Les Américains ont réalisé huit tests d'interception au-dessus du Pacifique, dont cinq réussis, mais le dernier, effectué il y a plus d'un an, a échoué. Malgré cela, six jours plus tard, soit le 17 décembre 2002, le président Bush annonçait le début du déploiement d'un système antimissiles destiné à évoluer au gré des développements technologiques. Le programme a bénéficié d'un budget de 10,5 milliards $CAN en 2003. De 2003 à 2007 inclusivement, il totalisera 56 milliards.
La première étape consiste à déployer, pendant la deuxième moitié de 2004, six intercepteurs de missiles intercontinentaux (portée supérieure à 5500 kilomètres) à Fort Greely, en Alaska, et à en installer quatre sur la base aérienne Vanderberg, en Californie. Quatorze autres intercepteurs seront déployés en Alaska en 2005.
Toujours en 2005, jusqu'à 20 intercepteurs de missiles de courte portée (moins de 800 kilomètres) et de moyenne portée (de 800 à 2400 kilomètres) seront installés sur des croiseurs équipés du système d'armement Aegis. Des missiles Patriot de troisième génération, basés au sol, seront aussi intégrés au système.
Des système de détection au sol, en mer et dans l'espace seront utilisés. Il s'agit de satellites existants, de radars qui seront mis à niveau cette année, situés aux États-Unis, en Grande-Bretagne et au Groenland, ainsi que de nouveaux radars à haute définition qui doivent être construits d'ici la fin 2005.
D'autres éléments de plus en plus perfectionnés s'ajouteront au fil des ans, mais aucun n'a été mis à l'essai à ce jour. En fait, même le système actuel n'a pas été entièrement testé. Un seul test a eu lieu dans le cas du système installé sur les croiseurs. Les intercepteurs au sol ont tous été mis à l'épreuve avec des missiles Minuteman alors qu'un nouveau missile sera utilisé en Alaska et en Californie. Ce missile d'Orbital Science subira son premier test seulement en avril ou mai.
Le projet du président Bush est plus complexe que l'IDS du président Reagan car il vise à intercepter tous les types de missiles balistiques, pas seulement les missiles intercontinentaux. De plus, on cherche à le doter de la capacité de les arrêter à toutes les étapes de leur trajectoire, soit au moment de la propulsion, à mi-parcours et lors de la phase de descente.
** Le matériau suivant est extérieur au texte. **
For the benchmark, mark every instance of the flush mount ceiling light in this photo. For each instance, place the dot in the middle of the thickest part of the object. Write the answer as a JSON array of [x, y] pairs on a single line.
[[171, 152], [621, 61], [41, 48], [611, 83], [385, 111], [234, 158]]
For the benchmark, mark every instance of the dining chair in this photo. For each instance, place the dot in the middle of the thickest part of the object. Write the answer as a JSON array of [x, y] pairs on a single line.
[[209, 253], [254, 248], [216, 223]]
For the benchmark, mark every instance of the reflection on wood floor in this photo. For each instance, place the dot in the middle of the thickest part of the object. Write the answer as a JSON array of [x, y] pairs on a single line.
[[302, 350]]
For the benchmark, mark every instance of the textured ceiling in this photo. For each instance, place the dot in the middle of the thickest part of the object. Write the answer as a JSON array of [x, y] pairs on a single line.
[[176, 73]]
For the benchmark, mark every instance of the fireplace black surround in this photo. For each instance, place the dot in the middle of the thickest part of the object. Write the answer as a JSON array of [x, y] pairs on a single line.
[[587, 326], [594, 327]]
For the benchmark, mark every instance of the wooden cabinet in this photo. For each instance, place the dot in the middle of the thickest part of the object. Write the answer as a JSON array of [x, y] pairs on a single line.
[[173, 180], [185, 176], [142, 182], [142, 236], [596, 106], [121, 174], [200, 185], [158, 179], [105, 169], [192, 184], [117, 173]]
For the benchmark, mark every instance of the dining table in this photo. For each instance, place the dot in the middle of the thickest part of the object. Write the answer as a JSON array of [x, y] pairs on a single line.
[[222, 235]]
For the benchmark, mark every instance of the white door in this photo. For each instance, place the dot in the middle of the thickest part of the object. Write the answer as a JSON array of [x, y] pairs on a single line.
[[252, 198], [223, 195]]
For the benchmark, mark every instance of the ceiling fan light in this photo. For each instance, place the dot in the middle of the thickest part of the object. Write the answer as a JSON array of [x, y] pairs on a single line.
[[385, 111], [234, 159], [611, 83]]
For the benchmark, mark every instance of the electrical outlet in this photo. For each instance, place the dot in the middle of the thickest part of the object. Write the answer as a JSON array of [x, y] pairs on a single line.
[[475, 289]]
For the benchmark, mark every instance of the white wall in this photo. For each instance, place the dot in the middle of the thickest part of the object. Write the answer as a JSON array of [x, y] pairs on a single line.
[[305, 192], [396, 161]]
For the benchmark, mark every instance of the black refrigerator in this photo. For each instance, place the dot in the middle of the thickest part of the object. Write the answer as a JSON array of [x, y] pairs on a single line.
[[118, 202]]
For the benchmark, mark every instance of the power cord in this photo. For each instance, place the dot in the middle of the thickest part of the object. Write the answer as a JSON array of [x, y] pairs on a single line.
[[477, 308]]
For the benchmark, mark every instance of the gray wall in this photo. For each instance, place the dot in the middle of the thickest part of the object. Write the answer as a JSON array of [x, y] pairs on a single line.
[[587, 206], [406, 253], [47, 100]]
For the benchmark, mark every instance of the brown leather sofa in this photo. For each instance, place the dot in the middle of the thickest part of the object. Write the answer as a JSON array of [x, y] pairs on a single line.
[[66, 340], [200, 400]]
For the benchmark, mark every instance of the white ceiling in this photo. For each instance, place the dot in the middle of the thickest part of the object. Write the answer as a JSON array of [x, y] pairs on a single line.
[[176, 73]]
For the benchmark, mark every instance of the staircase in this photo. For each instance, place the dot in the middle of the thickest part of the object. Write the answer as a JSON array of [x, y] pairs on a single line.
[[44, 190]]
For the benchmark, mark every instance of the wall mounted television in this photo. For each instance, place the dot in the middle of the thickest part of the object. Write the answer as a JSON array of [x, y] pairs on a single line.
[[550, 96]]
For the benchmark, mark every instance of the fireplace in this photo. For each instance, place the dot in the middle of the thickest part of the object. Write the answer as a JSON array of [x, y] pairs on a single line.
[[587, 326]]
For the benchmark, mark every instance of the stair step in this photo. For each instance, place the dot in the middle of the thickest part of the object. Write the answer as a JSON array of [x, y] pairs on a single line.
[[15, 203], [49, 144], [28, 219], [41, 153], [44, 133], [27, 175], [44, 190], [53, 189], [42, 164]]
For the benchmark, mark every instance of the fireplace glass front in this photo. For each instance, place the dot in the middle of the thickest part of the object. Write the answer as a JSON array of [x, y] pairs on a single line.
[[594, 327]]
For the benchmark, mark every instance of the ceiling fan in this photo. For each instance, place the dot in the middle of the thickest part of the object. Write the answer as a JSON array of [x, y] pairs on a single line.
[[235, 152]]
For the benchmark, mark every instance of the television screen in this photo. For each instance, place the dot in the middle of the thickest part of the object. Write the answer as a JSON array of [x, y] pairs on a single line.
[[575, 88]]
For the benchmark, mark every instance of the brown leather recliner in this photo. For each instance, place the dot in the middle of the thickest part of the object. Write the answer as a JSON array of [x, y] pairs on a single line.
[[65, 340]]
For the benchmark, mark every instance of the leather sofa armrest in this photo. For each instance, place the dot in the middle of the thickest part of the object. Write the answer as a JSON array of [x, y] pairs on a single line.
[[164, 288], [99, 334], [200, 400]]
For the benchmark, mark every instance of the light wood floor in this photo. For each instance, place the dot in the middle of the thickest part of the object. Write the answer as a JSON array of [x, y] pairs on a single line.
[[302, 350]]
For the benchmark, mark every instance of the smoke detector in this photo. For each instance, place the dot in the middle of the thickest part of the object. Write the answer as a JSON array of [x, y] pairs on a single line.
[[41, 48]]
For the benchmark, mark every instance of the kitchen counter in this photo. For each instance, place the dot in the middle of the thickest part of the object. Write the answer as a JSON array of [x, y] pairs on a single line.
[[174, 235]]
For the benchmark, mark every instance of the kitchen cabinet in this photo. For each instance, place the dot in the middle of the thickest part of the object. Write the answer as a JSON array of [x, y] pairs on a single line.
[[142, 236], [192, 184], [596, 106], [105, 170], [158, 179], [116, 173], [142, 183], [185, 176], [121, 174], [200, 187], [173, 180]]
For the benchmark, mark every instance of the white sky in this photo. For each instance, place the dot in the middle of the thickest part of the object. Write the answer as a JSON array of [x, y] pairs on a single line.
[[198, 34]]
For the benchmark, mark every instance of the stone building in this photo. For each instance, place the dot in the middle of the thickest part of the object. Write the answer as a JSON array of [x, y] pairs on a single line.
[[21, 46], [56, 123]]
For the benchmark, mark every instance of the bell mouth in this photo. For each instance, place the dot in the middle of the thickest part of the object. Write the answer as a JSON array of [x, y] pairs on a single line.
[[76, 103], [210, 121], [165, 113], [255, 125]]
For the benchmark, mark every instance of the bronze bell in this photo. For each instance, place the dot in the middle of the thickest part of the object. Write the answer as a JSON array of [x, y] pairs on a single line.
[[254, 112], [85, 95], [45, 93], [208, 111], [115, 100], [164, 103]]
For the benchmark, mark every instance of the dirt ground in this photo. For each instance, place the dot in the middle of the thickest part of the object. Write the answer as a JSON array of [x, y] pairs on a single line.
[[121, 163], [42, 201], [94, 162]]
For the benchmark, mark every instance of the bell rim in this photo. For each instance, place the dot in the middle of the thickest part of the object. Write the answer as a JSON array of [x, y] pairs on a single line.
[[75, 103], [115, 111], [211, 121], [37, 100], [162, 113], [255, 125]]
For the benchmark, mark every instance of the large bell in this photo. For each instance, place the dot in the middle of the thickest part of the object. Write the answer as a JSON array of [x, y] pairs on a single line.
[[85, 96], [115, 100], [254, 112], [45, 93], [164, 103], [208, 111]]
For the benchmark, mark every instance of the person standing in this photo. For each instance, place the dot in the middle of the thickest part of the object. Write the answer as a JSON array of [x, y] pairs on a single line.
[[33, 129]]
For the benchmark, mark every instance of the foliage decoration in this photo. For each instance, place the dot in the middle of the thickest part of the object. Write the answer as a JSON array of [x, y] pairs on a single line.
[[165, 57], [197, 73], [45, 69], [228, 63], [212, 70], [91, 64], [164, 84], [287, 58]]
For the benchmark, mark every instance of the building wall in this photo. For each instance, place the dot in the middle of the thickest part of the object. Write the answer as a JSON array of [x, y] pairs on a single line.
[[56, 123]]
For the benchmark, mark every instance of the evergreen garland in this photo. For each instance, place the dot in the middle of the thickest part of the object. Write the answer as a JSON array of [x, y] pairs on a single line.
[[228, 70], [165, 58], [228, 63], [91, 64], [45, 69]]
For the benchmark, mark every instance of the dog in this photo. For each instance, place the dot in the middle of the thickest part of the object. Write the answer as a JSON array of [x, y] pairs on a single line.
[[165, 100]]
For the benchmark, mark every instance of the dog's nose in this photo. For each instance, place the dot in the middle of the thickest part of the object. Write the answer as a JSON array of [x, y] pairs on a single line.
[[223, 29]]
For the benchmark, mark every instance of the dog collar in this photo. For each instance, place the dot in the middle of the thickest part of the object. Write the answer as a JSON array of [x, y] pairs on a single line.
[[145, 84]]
La technologie actuelle ne fonctionne qu'à mi-parcours, la portion la plus longue et la plus prévisible de la trajectoire du missile. Le hic, c'est que pendant cette phase, des leurres et des mesures de diversion peuvent aussi être utilisés, rendant la détection du véritable missile à peu près impossible. Le système actuel n'a jamais été testé dans ces conditions.
Quant au projet d'interception en phase de propulsion, celle en laquelle Washington fondait beaucoup d'espoir, elle a reçu beaucoup de plomb dans l'aile l'été dernier avec la publication d'un rapport scientifique dévastateur de l'American Physical Society. Selon ses auteurs, l'interception est possible, mais le délai disponible est si court qu'il faudrait baser l'intercepteur trop près de la cible, voire sur le territoire ennemi.